The code is an extension of the method of Knuth and Welford for computing standard deviation in one pass through the data. It computes skewness and kurtosis as well with a similar interface. In addition to only requiring one pass through the data, the algorithm is numerically stable and accurate.
To use the code, create a RunningStats object and use the Push method to insert data values. After accruing your data, you can obtain sample statistics by calling one of these methods:
MeanVarianceStandardDeviationSkewnessKurtosis
You can also combine two RunningStats objects by using the + and += operators. For example, you might accrue data on several different threads in parallel then add their RunningStats objects together to create a single object with the state that it would have had if all the data had been accumulated by it alone.
Update: Here is analogous code for computing a simple linear regression on data in one pass.
Update: Here is an implementation and extension in Julia by John Myles White.
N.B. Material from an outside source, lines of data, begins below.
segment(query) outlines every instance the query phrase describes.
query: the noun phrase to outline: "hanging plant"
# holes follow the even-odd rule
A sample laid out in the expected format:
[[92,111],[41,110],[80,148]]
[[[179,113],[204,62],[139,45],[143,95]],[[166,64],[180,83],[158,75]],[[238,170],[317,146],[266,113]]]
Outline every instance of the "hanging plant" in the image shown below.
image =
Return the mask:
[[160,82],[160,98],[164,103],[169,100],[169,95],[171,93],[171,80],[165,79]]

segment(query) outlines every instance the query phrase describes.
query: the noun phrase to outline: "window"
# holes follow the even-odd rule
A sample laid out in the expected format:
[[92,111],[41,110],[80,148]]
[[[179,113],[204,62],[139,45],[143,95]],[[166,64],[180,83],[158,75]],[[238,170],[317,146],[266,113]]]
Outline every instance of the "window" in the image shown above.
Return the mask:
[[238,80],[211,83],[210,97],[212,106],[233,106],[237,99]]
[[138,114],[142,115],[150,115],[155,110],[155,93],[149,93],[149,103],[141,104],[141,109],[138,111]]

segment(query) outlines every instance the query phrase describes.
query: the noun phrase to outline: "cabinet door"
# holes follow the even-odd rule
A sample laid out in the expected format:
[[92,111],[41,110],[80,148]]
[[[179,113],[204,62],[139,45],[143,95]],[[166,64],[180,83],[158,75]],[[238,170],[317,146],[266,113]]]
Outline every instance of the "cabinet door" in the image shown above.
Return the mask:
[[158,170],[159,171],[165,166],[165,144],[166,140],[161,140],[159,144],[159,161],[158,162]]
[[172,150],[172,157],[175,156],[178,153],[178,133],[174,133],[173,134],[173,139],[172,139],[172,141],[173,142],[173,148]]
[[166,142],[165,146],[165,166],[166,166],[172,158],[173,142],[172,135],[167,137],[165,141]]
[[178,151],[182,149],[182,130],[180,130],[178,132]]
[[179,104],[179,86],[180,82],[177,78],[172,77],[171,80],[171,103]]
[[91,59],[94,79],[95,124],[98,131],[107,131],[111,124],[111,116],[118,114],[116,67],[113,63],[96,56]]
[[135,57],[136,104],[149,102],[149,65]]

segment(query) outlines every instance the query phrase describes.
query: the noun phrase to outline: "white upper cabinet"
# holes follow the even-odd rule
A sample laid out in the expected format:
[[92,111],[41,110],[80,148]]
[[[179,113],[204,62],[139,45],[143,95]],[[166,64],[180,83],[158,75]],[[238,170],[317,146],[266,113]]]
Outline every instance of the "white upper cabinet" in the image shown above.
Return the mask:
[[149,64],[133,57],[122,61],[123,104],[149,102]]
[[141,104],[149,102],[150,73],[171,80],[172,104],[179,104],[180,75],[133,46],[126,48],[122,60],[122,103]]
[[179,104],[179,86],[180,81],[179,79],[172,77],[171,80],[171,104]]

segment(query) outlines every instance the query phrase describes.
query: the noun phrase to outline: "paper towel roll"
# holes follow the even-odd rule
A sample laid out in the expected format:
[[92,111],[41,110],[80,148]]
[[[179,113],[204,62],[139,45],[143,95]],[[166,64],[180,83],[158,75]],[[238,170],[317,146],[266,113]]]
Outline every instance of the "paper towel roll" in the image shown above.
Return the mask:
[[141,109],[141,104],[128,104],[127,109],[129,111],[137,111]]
Here is the header file RunningStats.h:
#ifndef RUNNINGSTATS_H
#define RUNNINGSTATS_H
class RunningStats
{
public:
RunningStats();
void Clear();
void Push(double x);
long long NumDataValues() const;
double Mean() const;
double Variance() const;
double StandardDeviation() const;
double Skewness() const;
double Kurtosis() const;
friend RunningStats operator+(const RunningStats a, const RunningStats b);
RunningStats& operator+=(const RunningStats &rhs);
private:
long long n;
double M1, M2, M3, M4;
};
#endif
And here is the implementation file RunningStats.cpp.
#include "RunningStats.h"
#include <cmath>
#include <vector>
RunningStats::RunningStats()
{
Clear();
}
void RunningStats::Clear()
{
n = 0;
M1 = M2 = M3 = M4 = 0.0;
}
void RunningStats::Push(double x)
{
double delta, delta_n, delta_n2, term1;
long long n1 = n;
n++;
delta = x - M1;
delta_n = delta / n;
delta_n2 = delta_n * delta_n;
term1 = delta * delta_n * n1;
M1 += delta_n;
M4 += term1 * delta_n2 * (n*n - 3*n + 3) + 6 * delta_n2 * M2 - 4 * delta_n * M3;
M3 += term1 * delta_n * (n - 2) - 3 * delta_n * M2;
M2 += term1;
}
long long RunningStats::NumDataValues() const
{
return n;
}
double RunningStats::Mean() const
{
return M1;
}
double RunningStats::Variance() const
{
return M2/(n-1.0);
}
double RunningStats::StandardDeviation() const
{
return sqrt( Variance() );
}
double RunningStats::Skewness() const
{
return sqrt(double(n)) * M3/ pow(M2, 1.5);
}
double RunningStats::Kurtosis() const
{
return double(n)*M4 / (M2*M2) - 3.0;
}
RunningStats operator+(const RunningStats a, const RunningStats b)
{
RunningStats combined;
combined.n = a.n + b.n;
double delta = b.M1 - a.M1;
double delta2 = delta*delta;
double delta3 = delta*delta2;
double delta4 = delta2*delta2;
combined.M1 = (a.n*a.M1 + b.n*b.M1) / combined.n;
combined.M2 = a.M2 + b.M2 +
delta2 * a.n * b.n / combined.n;
combined.M3 = a.M3 + b.M3 +
delta3 * a.n * b.n * (a.n - b.n)/(combined.n*combined.n);
combined.M3 += 3.0*delta * (a.n*b.M2 - b.n*a.M2) / combined.n;
combined.M4 = a.M4 + b.M4 + delta4*a.n*b.n * (a.n*a.n - a.n*b.n + b.n*b.n) /
(combined.n*combined.n*combined.n);
combined.M4 += 6.0*delta2 * (a.n*a.n*b.M2 + b.n*b.n*a.M2)/(combined.n*combined.n) +
4.0*delta*(a.n*b.M3 - b.n*a.M3) / combined.n;
return combined;
}
RunningStats& RunningStats::operator+=(const RunningStats& rhs)
{
RunningStats combined = *this + rhs;
*this = combined;
return *this;
}
References
- Wikipedia
- Timothy B. Terriberry. Computing Higher-Order Moments Online.
- Philippe Pébay. SANDIA REPORT SAND2008-6212 (2008). Formulas for Robust, One-Pass Parallel Computation of Co- variances and Arbitrary-Order Statistical Moments.